The new paid version of SSM was released today and includes network access (outbound app control). I realize the following questions depend on your configuration, but:

Would using SSM along with Ghostwall, provide enough inbound and outbound protection?

Would this combination be equivalent to using Kerio free, Filseclab, ZA free, etc.?

-or-

Would a router with NAT/SPI and SSM offer enough protection?

{QUOTE-> Would using SSM along with Ghostwall, provide enough inbound and outbound protection?

Would this combination be equivalent to using Kerio free, Filseclab, ZA free, etc.? <-QUOTE}Well, Ghostwall will filter the inbound/outbound packets(I have not tested how good this is yet), and SSM would filter the applications access,.... so on my first thought, yes.

{QUOTE-> Would a router with NAT/SPI and SSM offer enough protection? <-QUOTE}This at first would appear to be sufficient, as unsolicited inbound would be blocked, and there is control of application outbound,.... but I think there is a need to filter,.... so from the choice of the 2 setups, I would go with the first.

Better would be: Router:Ghostwall:SSM (with available choice)

Ghostwall combined with appdefend is pretty much a full in full out firewall. SSM would work well with ghostwall. If you have a firewall in your router then ssm alone would be sufficient.

{QUOTE-> Ghostwall combined with appdefend is pretty much a full in full out firewall. SSM would work well with ghostwall. If you have a firewall in your router then ssm alone would be sufficient. <-QUOTE}

I agree with these setup because appdefend is much more simpler compared to SSM. But we like to see appdefend with a "Learning Mode" in the future and a much greater list of predefind Applications.

{QUOTE-> Would this combination be equivalent to using Kerio free, Filseclab, ZA free, etc.? <-QUOTE}In my view no. SSM can't restrict access by domain, only by trusted/untrusted address so it can't offer the fine control a full firewall can (e.g. being able to limit your email client to connecting to your ISP mail servers only).

If you only wish to be able to allow/block outgoing access (like ZA Free) then SSM would suffice but its network control is currently very basic.

{QUOTE-> In my view no. SSM can't restrict access by domain, only by trusted/untrusted address so it can't offer the fine control a full firewall can (e.g. being able to limit your email client to connecting to your ISP mail servers only). <-QUOTE}You could place the mail servers within the trusted IP group of SSM, and restrict the mail client to trusted only,..... or as "InfinityAz" would also be using "Ghostwall", then IP/port for mail server could be placed there (or both).
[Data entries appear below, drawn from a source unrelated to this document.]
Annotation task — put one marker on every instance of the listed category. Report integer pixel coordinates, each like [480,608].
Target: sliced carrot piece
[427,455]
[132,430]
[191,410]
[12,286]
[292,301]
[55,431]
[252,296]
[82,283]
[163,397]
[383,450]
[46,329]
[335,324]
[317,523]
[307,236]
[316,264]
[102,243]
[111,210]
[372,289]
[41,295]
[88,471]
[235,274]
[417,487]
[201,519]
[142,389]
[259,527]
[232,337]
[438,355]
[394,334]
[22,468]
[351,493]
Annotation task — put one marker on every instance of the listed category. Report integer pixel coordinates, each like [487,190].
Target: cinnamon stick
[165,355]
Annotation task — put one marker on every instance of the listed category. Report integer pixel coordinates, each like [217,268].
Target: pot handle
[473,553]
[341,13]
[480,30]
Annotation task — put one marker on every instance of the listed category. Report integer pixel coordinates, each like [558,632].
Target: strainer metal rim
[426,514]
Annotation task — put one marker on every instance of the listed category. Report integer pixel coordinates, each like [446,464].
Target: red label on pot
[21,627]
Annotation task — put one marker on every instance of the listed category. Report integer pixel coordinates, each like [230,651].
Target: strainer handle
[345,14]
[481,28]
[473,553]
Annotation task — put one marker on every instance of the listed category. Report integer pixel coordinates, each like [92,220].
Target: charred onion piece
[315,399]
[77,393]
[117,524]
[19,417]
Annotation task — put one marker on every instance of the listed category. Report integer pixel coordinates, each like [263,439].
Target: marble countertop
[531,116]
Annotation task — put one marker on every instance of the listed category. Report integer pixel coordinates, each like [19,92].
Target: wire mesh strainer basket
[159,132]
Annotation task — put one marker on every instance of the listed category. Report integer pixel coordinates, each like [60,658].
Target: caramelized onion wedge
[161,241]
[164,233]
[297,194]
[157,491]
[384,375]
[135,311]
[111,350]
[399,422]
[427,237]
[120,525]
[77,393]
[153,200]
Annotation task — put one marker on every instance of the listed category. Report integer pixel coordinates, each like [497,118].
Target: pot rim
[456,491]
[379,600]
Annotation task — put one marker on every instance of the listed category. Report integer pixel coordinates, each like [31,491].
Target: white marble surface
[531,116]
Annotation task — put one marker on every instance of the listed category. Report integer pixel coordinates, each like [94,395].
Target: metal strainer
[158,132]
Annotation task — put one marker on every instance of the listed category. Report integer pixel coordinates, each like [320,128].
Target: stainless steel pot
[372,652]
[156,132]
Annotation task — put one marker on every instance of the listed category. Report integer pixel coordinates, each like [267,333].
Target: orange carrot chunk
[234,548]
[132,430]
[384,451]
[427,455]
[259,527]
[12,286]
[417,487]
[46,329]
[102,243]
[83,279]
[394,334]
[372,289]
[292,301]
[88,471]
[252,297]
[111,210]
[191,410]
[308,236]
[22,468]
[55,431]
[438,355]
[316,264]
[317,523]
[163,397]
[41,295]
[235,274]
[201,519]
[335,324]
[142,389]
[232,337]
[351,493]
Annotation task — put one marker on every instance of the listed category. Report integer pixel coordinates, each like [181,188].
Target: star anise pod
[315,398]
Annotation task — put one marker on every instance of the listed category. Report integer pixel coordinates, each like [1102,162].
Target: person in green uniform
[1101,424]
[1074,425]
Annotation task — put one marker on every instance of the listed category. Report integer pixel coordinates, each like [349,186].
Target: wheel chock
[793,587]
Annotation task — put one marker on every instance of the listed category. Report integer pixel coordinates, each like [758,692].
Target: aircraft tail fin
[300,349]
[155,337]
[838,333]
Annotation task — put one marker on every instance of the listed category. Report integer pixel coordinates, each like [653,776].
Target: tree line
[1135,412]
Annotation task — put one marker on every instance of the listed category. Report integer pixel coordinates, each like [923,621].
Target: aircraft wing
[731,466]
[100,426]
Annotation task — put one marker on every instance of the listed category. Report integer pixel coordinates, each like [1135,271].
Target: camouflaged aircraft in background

{QUOTE-> You could place the mail servers within the trusted IP group of SSM, and restrict the mail client to trusted only,..... or as "InfinityAz" would also be using "Ghostwall", then IP/port for mail server could be placed there (or both). <-QUOTE}You can do this in SSM but that would also allow every other program with Trusted Network access to connect to the mail server - in this case probably not a major problem but it can be in other cases.

With Ghostwall a similar issue applies - allows or blocks apply to every program. It isn't possible to allow program X only access to location Y - and in many cases this is the best rule for a tightly configured setup (e.g. DNS access, program updaters, anonymising proxy access, etc).